Minimum requirements are: Master’s degree in Computer Science, Information Security, Information Systems, or a related field, or its equivalent; plus 3 years of IT Audit experience. Alternatively, the employer will accept a Bachelor's degree in Computer Science, Information Security, Information Systems, or a related field, or its equivalent; plus 5 years of IT Audit experience.

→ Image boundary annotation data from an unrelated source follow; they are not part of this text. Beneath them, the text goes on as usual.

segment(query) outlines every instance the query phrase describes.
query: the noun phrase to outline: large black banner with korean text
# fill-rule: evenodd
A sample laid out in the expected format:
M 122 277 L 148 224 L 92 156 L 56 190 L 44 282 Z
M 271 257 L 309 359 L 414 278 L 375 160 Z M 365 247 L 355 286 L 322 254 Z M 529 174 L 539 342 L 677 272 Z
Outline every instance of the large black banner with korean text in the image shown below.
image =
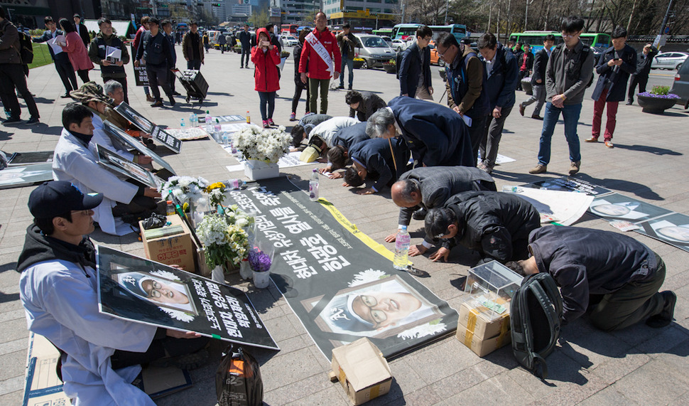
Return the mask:
M 107 247 L 97 246 L 97 252 L 101 313 L 280 349 L 244 292 Z
M 457 314 L 392 252 L 325 200 L 313 202 L 286 178 L 231 191 L 229 204 L 256 213 L 256 235 L 275 250 L 271 278 L 330 359 L 337 346 L 368 337 L 386 357 L 452 333 Z

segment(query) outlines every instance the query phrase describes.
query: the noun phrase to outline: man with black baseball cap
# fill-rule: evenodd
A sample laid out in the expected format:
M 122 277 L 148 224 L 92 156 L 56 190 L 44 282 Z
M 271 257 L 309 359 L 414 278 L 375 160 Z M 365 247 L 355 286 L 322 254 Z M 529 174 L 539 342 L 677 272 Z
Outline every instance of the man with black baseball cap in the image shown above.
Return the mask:
M 130 384 L 139 364 L 167 353 L 176 357 L 171 363 L 190 367 L 207 356 L 202 349 L 207 338 L 99 312 L 95 251 L 87 235 L 94 230 L 92 209 L 102 200 L 102 193 L 84 194 L 60 181 L 31 192 L 35 218 L 17 260 L 19 295 L 28 329 L 60 350 L 58 373 L 76 404 L 154 405 Z

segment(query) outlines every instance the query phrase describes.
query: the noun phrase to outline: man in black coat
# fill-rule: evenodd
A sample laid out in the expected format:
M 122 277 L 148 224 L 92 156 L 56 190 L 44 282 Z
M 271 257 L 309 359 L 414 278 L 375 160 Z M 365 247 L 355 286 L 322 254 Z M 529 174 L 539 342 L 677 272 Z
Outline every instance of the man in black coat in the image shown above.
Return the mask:
M 533 73 L 531 74 L 533 95 L 528 100 L 519 103 L 519 114 L 522 116 L 524 115 L 526 106 L 533 102 L 538 102 L 536 108 L 533 109 L 531 118 L 538 120 L 543 119 L 541 117 L 541 109 L 546 102 L 546 65 L 548 65 L 548 58 L 550 57 L 550 48 L 553 45 L 555 45 L 555 36 L 548 34 L 543 40 L 543 48 L 536 53 L 533 59 Z
M 649 74 L 651 73 L 651 64 L 656 55 L 658 48 L 650 43 L 644 46 L 644 50 L 636 54 L 636 70 L 631 75 L 626 105 L 629 106 L 634 102 L 634 92 L 637 85 L 639 93 L 646 92 L 646 84 L 649 82 Z
M 430 48 L 428 43 L 433 31 L 426 26 L 416 29 L 416 40 L 402 52 L 397 70 L 399 73 L 400 95 L 432 100 L 433 87 L 431 85 Z M 418 87 L 419 80 L 424 85 Z
M 398 132 L 418 165 L 473 166 L 471 139 L 462 117 L 436 103 L 399 96 L 369 119 L 366 133 L 392 138 Z
M 663 260 L 619 233 L 548 226 L 531 232 L 533 256 L 508 265 L 522 274 L 548 272 L 560 287 L 563 324 L 591 310 L 591 323 L 606 331 L 646 321 L 659 328 L 672 322 L 677 296 L 658 292 Z
M 43 35 L 40 37 L 31 38 L 33 42 L 46 42 L 58 36 L 65 35 L 62 30 L 57 29 L 57 25 L 53 20 L 53 17 L 45 17 L 43 19 L 43 23 L 47 29 L 43 31 Z M 60 80 L 62 80 L 63 85 L 65 86 L 65 94 L 60 97 L 67 99 L 70 97 L 70 92 L 79 88 L 77 85 L 77 75 L 74 73 L 72 63 L 70 62 L 70 57 L 60 46 L 53 46 L 48 44 L 48 50 L 50 51 L 50 58 L 55 63 L 55 70 L 58 71 L 58 75 L 60 76 Z
M 591 138 L 586 142 L 598 142 L 600 137 L 600 123 L 603 108 L 607 107 L 607 121 L 605 122 L 605 146 L 613 148 L 612 133 L 615 131 L 616 116 L 619 102 L 624 100 L 626 82 L 629 75 L 636 70 L 636 52 L 626 45 L 626 30 L 617 27 L 612 31 L 612 46 L 605 50 L 598 65 L 598 82 L 591 98 L 593 105 L 593 122 L 591 124 Z
M 462 245 L 483 257 L 479 264 L 497 260 L 502 263 L 528 257 L 529 233 L 541 227 L 541 215 L 526 200 L 501 192 L 464 192 L 428 210 L 428 238 L 443 239 L 430 259 L 447 260 L 450 250 Z
M 81 37 L 82 41 L 84 41 L 84 46 L 86 49 L 89 49 L 89 44 L 91 43 L 91 36 L 89 35 L 89 29 L 86 28 L 82 21 L 81 16 L 79 14 L 74 15 L 74 26 L 77 28 L 77 33 Z
M 399 226 L 409 225 L 412 216 L 422 220 L 429 209 L 443 207 L 447 199 L 461 192 L 495 191 L 493 178 L 478 168 L 469 166 L 429 166 L 415 168 L 402 174 L 391 188 L 392 201 L 399 206 Z M 417 210 L 416 212 L 415 210 Z M 386 242 L 395 241 L 395 234 L 385 237 Z M 409 247 L 412 257 L 423 254 L 433 246 L 425 238 L 421 245 Z
M 392 185 L 406 171 L 409 151 L 401 139 L 391 141 L 375 138 L 353 145 L 349 149 L 352 166 L 344 172 L 342 186 L 356 188 L 370 179 L 376 182 L 372 186 L 357 191 L 359 195 L 370 195 Z

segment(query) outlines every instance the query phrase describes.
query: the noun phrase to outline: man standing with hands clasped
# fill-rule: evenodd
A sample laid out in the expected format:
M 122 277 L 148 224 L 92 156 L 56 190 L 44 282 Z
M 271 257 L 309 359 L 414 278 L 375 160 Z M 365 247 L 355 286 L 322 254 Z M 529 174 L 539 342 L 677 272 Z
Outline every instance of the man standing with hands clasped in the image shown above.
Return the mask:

Must have: Demonstrated experience performing full project management audits; knowledge of auditing application systems governance; knowledge of systems access and security, systems development lifecycle and change management; knowledge of industry best practices including COSO, COBIT, NIST, ITIL, ISO 27001, or other relevant IT regulatory requirements; experience testing key application controls including electronic authorizations, application parameters, settings or scripts, and access to sensitive application transactions and data interfaces; knowledge of data analytics tools such as ACL and SQL scripts; proven knowledge of auditing Windows, Unix, Mainframe, Oracle and Cloud (AWS, Azure) security, ETL tools and Autosys; ability to independently extract and use reports from application and tools such as AD Tool, SailPoint, ServiceNow, ISRMP, Vena, Archer, or Discovery M7.
To be considered for this position, must apply online at careers.statestreet.com. State Street Job ID: R-740353. An EOE.
Salary Range:$135,400 - $190,000 Annual
The range quoted above applies to the role in the primary location specified. If the candidate would ultimately work outside of the primary location above, the applicable range could differ.